Ma non voglio nascondermi nemmeno io. Certo, lo so bene, mi si potrebbe accusare di un’analisi così ravvicinata da rischiare di risultare pretestuosa. Se si scompone una frase in tal misura, si rischia di poter dire tutto e il contrario di tutto. Ma in questo caso, lo confesso, le traduttrici mi hanno molto aiutato (ed è il motivo per cui tanto caldeggio un paratesto – per quanto breve – in ogni traduzione: un’introduzione, una postfazioncina, una NdT che dica, almeno in parte, quel che il traduttore sa di ciò che ha fatto). Nella loro introduzione e nota, infatti, rispettivamente, Longobardi e Stacchini ci avevano avvertito, senza nessuna scusa. «Questa mia [versione] dell’Asino d’oro tende ad essere fraseologica […]. […] il lessico di Apuleio è qua e là colorato di regionalismi, in quota nel sermo cotidianus / familiaris» (Longobardi 2019a, XXVII). «Apuleio […] sembra volerci ricordare che il primo, più immediato livello di fruizione […] è quello del puro piacere dell’ascolto» (Sacchini 2020, 138).

Cioè, sempre se leggo bene: la capacità di mettere comodo il lettore – vuoi per mezzo dell’imitazione di un’oralità, vuoi attraverso l’imitazione di una tradizione comune – non serve ad «addomesticare» proprio niente, ma anzi a preparare o a ultimare, a seconda, le diverse “scomodità” (straniamenti?), o insomma le novità creativamente letterarie di cui l’autrice di volta in volta dissemina il testo. Nello specifico: l’incipit diacronicamente «posteriore» di Longobardi, schiaffato lì a metà pagina e a metà testo, da una parte “scomoda” il lettore facendogli riconoscere una tradizione da cui proviene ma nel posto sbagliato, e però dall’altra lo aiuta, anticipandolo, a meglio godersi l’andamento per così dire da comari con cui chiude la frase; per converso (anzi, meglio: con altri mezzi ma allo stesso scopo, o quanto meno con lo stesso effetto), l’incipit più «letterale» di Sacchini serve da una parte ad anticipare la traduzione etimologica di quel conspicuus che però, dall’altra, va a inserirsi in una costruzione del personaggio (le sorelle) già denigratoria.
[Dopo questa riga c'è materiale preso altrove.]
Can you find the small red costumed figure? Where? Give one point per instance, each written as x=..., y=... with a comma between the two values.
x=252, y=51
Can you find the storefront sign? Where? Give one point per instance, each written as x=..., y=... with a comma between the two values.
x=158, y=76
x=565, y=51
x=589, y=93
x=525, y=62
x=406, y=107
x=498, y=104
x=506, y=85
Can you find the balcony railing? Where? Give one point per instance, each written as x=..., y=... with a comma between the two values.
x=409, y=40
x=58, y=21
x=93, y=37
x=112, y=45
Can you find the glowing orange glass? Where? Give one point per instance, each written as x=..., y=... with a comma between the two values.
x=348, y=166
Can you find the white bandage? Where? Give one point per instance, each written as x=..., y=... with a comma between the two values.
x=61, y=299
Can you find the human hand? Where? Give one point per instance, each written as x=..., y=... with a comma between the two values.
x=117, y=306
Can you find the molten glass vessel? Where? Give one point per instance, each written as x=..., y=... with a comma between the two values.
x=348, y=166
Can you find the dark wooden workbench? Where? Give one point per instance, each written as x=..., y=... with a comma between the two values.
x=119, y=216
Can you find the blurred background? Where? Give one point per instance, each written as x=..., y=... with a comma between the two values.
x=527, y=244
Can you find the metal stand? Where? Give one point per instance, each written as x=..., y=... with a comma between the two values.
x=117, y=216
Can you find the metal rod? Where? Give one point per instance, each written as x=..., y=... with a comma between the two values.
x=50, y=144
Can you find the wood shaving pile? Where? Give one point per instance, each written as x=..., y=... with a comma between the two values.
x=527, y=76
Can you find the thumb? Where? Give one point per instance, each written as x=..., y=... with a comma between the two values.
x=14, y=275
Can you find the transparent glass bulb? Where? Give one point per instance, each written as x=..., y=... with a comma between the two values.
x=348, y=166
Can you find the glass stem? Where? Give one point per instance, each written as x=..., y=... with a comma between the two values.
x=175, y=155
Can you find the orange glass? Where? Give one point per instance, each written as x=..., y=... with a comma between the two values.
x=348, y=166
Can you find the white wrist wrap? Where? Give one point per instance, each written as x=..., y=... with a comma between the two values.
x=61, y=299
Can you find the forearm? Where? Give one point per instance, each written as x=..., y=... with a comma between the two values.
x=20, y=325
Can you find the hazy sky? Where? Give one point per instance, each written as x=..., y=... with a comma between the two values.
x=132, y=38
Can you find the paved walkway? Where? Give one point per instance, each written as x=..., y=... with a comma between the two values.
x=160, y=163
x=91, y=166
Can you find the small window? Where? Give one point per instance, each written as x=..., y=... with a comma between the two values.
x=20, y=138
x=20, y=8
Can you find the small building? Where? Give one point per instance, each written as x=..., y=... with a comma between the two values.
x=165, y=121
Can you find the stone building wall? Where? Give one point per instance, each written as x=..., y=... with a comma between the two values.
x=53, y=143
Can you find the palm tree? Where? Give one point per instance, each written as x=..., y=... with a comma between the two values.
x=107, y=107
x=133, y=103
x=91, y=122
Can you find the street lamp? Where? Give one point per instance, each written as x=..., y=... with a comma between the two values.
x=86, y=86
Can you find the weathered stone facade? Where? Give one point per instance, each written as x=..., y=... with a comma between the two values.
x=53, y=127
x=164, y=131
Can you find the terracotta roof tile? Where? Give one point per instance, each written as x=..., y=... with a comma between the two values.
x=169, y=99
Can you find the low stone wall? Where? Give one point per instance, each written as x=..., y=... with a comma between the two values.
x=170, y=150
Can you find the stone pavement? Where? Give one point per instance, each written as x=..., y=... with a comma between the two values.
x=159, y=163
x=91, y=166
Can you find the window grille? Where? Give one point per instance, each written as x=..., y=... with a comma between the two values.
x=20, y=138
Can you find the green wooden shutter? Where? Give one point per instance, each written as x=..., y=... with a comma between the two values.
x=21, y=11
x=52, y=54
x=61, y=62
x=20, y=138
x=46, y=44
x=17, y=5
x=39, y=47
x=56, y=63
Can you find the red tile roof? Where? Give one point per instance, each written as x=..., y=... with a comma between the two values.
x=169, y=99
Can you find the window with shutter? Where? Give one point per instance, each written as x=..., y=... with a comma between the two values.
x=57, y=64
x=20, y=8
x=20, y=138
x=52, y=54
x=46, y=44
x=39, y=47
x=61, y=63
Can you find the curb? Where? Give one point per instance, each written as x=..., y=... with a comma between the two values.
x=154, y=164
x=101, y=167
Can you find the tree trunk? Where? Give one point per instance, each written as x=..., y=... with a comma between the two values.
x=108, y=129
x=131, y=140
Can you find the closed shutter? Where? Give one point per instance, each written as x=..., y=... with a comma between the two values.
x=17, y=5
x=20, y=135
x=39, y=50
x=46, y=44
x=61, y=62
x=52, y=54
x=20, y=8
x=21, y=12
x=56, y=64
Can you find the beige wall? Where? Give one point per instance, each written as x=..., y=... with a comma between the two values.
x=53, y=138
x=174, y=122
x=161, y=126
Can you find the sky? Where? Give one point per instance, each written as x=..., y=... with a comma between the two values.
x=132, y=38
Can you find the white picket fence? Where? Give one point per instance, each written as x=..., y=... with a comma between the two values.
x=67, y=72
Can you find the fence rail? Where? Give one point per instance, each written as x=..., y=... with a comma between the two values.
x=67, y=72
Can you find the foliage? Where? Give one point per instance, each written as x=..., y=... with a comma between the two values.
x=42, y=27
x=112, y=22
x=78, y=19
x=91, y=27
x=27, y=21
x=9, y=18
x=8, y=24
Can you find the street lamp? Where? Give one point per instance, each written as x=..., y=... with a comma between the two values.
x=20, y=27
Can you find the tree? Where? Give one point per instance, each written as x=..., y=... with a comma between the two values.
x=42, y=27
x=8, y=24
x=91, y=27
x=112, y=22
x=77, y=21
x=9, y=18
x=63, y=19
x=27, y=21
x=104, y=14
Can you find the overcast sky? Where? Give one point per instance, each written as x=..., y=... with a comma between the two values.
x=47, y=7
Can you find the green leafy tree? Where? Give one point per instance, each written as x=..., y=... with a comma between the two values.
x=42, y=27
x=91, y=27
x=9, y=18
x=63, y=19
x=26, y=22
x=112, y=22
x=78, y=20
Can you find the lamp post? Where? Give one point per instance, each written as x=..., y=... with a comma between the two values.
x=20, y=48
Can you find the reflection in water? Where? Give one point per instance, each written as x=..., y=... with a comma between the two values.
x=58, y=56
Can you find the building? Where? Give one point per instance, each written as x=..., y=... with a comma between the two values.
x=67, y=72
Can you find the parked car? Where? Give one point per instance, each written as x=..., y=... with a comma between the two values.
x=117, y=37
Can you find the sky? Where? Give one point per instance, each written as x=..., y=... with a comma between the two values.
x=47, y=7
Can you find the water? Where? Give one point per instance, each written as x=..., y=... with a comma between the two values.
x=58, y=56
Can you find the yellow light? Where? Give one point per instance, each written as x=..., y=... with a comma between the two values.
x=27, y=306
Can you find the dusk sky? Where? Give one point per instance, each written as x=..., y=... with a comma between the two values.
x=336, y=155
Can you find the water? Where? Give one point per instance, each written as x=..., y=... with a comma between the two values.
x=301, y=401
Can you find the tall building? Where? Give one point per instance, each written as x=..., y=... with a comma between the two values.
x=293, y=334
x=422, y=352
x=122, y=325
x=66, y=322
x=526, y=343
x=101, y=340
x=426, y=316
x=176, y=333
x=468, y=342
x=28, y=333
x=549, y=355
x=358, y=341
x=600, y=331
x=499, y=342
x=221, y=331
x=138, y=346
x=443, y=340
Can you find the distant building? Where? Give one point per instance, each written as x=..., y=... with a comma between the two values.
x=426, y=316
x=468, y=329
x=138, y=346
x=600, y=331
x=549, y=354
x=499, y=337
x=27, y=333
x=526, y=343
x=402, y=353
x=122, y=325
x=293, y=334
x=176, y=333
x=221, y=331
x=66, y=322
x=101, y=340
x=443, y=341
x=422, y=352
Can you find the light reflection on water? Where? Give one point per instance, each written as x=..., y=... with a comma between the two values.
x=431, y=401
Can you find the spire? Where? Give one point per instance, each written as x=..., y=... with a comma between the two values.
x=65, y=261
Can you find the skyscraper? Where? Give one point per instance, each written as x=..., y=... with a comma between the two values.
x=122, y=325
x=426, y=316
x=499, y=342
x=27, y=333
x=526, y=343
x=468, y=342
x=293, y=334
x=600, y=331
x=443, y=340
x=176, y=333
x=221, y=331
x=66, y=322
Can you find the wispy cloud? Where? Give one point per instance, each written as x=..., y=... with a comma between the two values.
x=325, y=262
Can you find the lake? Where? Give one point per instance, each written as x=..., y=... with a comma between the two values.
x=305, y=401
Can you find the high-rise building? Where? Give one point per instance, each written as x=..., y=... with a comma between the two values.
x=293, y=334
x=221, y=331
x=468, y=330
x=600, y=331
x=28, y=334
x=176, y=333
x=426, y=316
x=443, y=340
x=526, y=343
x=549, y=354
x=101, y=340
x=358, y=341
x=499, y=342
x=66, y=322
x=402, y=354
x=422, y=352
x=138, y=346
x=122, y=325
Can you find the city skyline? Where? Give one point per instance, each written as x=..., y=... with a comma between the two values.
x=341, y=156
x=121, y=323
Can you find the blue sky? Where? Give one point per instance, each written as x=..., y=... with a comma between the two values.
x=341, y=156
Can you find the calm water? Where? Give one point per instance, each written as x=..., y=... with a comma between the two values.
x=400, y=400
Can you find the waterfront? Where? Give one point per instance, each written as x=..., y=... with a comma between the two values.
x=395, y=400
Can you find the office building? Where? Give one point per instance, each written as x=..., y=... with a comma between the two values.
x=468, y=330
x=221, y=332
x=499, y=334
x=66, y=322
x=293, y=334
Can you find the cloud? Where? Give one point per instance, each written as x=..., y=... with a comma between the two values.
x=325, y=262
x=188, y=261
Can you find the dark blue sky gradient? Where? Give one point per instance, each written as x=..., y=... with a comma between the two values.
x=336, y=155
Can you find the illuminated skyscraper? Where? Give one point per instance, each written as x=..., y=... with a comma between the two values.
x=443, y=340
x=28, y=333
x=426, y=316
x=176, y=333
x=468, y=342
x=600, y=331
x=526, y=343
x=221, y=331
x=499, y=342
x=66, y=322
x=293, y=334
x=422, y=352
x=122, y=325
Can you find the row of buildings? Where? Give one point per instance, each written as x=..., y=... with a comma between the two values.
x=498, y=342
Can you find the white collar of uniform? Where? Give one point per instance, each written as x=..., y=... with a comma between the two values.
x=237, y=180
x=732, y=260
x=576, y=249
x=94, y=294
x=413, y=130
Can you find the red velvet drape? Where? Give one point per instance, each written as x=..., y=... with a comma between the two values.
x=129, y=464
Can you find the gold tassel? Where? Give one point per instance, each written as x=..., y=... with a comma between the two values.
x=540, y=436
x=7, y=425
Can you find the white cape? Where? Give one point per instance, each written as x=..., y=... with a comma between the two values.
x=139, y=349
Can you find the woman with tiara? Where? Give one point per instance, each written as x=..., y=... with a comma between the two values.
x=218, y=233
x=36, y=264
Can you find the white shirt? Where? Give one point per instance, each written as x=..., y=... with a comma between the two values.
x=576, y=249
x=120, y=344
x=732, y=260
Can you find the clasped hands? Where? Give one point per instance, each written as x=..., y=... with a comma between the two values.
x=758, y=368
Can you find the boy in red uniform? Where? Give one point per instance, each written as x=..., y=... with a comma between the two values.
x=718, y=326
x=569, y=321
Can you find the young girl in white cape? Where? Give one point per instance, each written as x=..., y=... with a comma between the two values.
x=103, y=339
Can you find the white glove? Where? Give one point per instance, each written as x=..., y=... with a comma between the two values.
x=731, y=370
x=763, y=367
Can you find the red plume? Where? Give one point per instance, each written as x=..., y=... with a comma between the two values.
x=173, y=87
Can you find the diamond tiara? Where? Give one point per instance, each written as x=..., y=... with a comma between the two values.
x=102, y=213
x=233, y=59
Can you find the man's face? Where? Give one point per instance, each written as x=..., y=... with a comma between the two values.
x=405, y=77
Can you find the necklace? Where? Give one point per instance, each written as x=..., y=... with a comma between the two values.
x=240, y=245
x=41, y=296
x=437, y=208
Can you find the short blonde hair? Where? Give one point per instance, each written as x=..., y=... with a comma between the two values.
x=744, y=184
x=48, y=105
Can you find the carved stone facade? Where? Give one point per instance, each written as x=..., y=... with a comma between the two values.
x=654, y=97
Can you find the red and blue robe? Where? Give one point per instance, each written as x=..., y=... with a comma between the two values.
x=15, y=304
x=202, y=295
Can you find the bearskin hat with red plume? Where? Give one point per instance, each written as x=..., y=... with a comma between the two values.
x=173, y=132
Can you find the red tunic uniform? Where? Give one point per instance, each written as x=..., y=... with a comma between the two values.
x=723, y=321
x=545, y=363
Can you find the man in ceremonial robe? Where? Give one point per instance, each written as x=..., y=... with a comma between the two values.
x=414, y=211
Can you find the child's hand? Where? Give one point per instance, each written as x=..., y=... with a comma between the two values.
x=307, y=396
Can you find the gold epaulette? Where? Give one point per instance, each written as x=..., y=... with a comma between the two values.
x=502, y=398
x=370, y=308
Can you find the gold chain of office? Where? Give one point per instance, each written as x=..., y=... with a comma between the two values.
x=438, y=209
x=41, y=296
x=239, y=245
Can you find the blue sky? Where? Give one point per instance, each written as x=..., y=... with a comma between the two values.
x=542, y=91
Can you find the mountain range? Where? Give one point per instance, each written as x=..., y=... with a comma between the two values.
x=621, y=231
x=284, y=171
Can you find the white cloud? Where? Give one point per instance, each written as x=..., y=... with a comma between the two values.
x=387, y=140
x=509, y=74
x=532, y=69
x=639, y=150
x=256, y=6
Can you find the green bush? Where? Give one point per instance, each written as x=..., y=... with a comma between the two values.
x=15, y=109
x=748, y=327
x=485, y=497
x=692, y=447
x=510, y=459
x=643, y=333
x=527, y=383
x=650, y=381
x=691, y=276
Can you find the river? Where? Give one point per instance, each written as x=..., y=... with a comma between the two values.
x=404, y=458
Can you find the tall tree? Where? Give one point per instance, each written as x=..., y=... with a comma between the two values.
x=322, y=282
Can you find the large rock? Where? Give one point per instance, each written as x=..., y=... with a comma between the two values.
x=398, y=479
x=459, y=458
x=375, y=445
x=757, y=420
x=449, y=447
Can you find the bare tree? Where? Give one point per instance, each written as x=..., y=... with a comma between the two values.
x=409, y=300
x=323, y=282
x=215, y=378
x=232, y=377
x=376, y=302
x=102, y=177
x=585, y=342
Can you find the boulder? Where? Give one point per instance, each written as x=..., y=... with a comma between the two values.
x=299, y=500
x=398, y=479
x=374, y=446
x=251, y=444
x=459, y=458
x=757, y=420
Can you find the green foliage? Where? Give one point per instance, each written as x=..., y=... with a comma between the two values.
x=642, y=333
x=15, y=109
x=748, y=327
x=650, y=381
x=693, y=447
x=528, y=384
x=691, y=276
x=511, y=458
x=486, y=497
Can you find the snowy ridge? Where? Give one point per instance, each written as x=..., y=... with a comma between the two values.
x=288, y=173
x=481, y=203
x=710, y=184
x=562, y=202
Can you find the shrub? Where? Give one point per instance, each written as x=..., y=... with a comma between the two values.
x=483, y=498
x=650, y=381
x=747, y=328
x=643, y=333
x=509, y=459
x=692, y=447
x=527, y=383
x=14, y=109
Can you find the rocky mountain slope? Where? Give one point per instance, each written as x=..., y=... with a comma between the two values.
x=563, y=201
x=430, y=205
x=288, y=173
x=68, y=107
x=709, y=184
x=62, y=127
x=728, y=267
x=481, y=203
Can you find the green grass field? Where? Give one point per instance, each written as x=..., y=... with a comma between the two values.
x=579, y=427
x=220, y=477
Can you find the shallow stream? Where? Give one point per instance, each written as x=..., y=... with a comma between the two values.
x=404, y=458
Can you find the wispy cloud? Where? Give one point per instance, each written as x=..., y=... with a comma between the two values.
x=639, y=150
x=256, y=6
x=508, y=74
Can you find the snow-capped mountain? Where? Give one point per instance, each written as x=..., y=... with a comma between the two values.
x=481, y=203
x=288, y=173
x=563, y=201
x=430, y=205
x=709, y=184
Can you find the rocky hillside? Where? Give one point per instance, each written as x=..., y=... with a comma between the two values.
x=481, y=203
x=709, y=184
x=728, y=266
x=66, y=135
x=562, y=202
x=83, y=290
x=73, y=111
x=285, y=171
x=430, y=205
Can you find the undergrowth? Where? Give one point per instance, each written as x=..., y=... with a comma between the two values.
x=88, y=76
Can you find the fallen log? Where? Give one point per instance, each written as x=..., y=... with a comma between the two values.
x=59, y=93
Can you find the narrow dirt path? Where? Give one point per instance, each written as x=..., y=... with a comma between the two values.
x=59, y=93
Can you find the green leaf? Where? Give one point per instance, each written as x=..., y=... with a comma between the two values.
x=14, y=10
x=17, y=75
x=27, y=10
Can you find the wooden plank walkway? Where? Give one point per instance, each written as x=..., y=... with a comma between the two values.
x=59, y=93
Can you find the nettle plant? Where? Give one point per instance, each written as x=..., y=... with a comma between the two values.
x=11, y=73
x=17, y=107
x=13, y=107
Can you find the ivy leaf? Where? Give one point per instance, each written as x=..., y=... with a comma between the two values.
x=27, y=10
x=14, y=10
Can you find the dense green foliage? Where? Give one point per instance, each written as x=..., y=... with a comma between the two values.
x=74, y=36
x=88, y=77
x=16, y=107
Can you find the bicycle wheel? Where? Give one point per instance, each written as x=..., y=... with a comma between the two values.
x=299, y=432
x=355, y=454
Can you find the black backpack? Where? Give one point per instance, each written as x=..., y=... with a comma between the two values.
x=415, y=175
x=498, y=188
La cosa affascinante non è tanto che lo fanno entrambe con mezzi eminentemente retorici (what else?, per riecheggiare una pubblicità ormai storica: in fondo, parliamo di letteratura…), né che entrambe lo annuncino nei loro paratesti; ma che entrambe, con mezzi tanto diversi, per non dire speculari, dipingano una temperie «da cortile» che tanta fortuna avrà nella tradizione dei rifacimenti di Apuleio e che trova il suo rappresentante forse per antonomasia in La Fontaine (di cui infatti proprio qui Longobardi – 2019a, 588 – cita ampiamente in nota il brano che ricalca l’incipit della fabella apuleiana).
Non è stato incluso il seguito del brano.